Split GOP helps House pass long-term spending measure
Bill now moves to the Senate, where Democrats have a tougher task in obtaining the necessary 60 votes to cut off debate and pass it.
Fifty-seven Republicans broke ranks Wednesday to help Democrats pass a $463.5 billion fiscal 2007 spending bill to provide funding for more than a dozen Cabinet departments and scores of smaller agencies through the rest of the fiscal year.
House Republicans were clearly conflicted -- most did not like being shut out of the negotiations, some thought it spent too much money and others thought it spent too little.
Many did not want to be seen as opposing "must-pass" legislation providing benefits for veterans and active-duty military, education, job-training and local law-enforcement.
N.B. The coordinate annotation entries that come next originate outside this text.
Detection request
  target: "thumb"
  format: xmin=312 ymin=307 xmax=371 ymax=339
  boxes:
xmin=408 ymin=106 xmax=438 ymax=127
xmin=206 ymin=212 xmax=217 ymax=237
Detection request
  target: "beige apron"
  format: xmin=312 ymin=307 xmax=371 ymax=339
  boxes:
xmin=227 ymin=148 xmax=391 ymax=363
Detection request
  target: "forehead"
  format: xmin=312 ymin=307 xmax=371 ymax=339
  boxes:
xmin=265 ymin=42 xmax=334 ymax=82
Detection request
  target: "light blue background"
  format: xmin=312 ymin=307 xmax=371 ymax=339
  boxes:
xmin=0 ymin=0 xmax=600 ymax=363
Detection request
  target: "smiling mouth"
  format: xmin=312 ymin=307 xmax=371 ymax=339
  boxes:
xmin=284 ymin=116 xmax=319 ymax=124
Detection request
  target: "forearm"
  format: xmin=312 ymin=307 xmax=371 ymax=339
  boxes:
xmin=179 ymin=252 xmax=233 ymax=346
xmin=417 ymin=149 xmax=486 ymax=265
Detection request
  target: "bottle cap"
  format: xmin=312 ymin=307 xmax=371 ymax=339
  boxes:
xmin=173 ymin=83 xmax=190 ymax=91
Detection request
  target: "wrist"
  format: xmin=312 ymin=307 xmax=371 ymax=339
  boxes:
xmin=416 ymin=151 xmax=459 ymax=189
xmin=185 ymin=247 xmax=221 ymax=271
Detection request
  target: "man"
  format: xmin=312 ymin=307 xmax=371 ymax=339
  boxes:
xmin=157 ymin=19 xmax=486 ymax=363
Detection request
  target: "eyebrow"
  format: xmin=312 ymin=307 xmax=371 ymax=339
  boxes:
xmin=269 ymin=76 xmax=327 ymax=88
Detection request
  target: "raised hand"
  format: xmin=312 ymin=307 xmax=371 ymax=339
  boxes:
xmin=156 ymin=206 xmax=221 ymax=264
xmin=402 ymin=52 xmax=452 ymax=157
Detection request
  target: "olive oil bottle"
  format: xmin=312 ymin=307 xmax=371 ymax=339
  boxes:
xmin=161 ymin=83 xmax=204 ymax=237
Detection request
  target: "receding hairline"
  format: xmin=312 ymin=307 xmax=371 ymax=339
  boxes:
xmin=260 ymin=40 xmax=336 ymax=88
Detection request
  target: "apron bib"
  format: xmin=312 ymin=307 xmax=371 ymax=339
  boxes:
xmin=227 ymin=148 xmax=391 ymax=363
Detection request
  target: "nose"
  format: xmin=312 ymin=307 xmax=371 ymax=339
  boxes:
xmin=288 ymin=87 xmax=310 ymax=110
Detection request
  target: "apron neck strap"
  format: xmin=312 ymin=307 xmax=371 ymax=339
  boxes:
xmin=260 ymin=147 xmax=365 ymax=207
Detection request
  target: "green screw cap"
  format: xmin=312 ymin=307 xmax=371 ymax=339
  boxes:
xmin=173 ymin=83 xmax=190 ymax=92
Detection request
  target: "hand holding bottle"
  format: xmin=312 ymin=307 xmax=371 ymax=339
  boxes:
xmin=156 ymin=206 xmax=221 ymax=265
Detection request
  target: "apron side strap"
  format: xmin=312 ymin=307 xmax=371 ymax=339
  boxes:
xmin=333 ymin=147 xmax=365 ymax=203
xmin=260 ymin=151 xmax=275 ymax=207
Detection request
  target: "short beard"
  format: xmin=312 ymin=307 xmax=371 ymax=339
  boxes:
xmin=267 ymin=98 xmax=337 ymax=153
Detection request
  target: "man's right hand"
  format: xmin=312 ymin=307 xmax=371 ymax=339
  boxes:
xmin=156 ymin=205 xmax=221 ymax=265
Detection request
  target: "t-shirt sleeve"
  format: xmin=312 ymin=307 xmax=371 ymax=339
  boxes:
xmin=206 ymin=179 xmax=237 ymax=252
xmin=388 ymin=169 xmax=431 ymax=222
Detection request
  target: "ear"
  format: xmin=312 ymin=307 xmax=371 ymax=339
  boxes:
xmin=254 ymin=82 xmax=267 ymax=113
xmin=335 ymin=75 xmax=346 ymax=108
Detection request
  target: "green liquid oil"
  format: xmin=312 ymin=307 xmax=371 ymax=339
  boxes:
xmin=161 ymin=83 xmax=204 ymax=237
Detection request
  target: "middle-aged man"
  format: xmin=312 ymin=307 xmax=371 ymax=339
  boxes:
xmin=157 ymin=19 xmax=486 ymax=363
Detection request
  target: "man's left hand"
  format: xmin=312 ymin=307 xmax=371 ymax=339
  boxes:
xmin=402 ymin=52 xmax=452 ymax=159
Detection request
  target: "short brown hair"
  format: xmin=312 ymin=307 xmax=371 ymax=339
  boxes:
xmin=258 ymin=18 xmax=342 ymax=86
"When you're in the minority and you've got a $463 billion bill, you can criticize it both ways because it's a huge bill," said Agriculture Appropriations Subcommittee ranking member Jack Kingston, R-Ga.
"I think the bigger conflict is when you don't have a unified vote, and that's been our big problem" both for the Democrats' "Six for '06" agenda and on the massive spending bill, he said.
That spending bill funds the remaining federal programs that were not contained in the Defense and Homeland Security appropriations bills that passed last year. It extends last year's budgets for most programs, but makes targeted increases and cuts in a variety of accounts while remaining within the budget cap set last year.
The vote was 286-140, a relatively lopsided outcome with the Republican defections. The bill now moves to the Senate, where Democratic leaders have a tougher task in obtaining the necessary 60 votes to cut off debate and pass the bill. The clock is ticking, as the current continuing resolution expires Feb. 15.
Despite lobbying from House Republican leaders and Appropriations ranking member Jerry Lewis, R-Calif., a surprising number of rank-and-file GOP lawmakers crossed party lines to vote for the package.
Even a handful of Republican members of the Appropriations Committee voted "yes," including Labor-Health and Human Services Appropriations Subcommittee ranking member James Walsh, R-N.Y.
Some Republicans who had criticized the measure for not funding their priorities wound up supporting it. Rep. Thelma Drake, R-Va., who complained that Democrats were funding base realignment and closure accounts at $3 billion below the White House request, voted for it. So did Rep. Doc Hastings, R-Wash., who complained it did not extend a program providing funds for rural school districts affected by declining timber sales.
Appropriations member Mike Simpson, R-Idaho, bucked Lewis in voting for the bill and GOP leaders as well by becoming the sole Republican to support the Democrats' rule for floor debate.
"There's some things in this I don't like, but it's hard for me to complain about it because we left them with such a pile of shit from the end of the last session," Simpson said. "Republicans were in charge in the House and Senate and we didn't do our job."
Lewis and GOP leaders did hold the party together -- mostly -- on a procedural vote that would have shifted nearly $600 million from projects funded in previous years, such as the now-infamous Iowa "indoor rainforest," to military housing, drug enforcement and deficit reduction.
That motion to recommit failed on a near party-line vote with Rep. Heather Wilson of New Mexico the sole GOP defector. The motion would have redirected funds in part from some Energy Department projects in her state.
Two Democrats voted against the underlying bill. Rep. Dennis Kucinich of Ohio opposed it because it contains $6 billion for nuclear weapons research. He has voted against every Energy and Water spending bill since 2002.
Rep. Paul Kanjorski of Pennsylvania voted 'no' because there was not enough time to review funding cuts in the bill, his office said.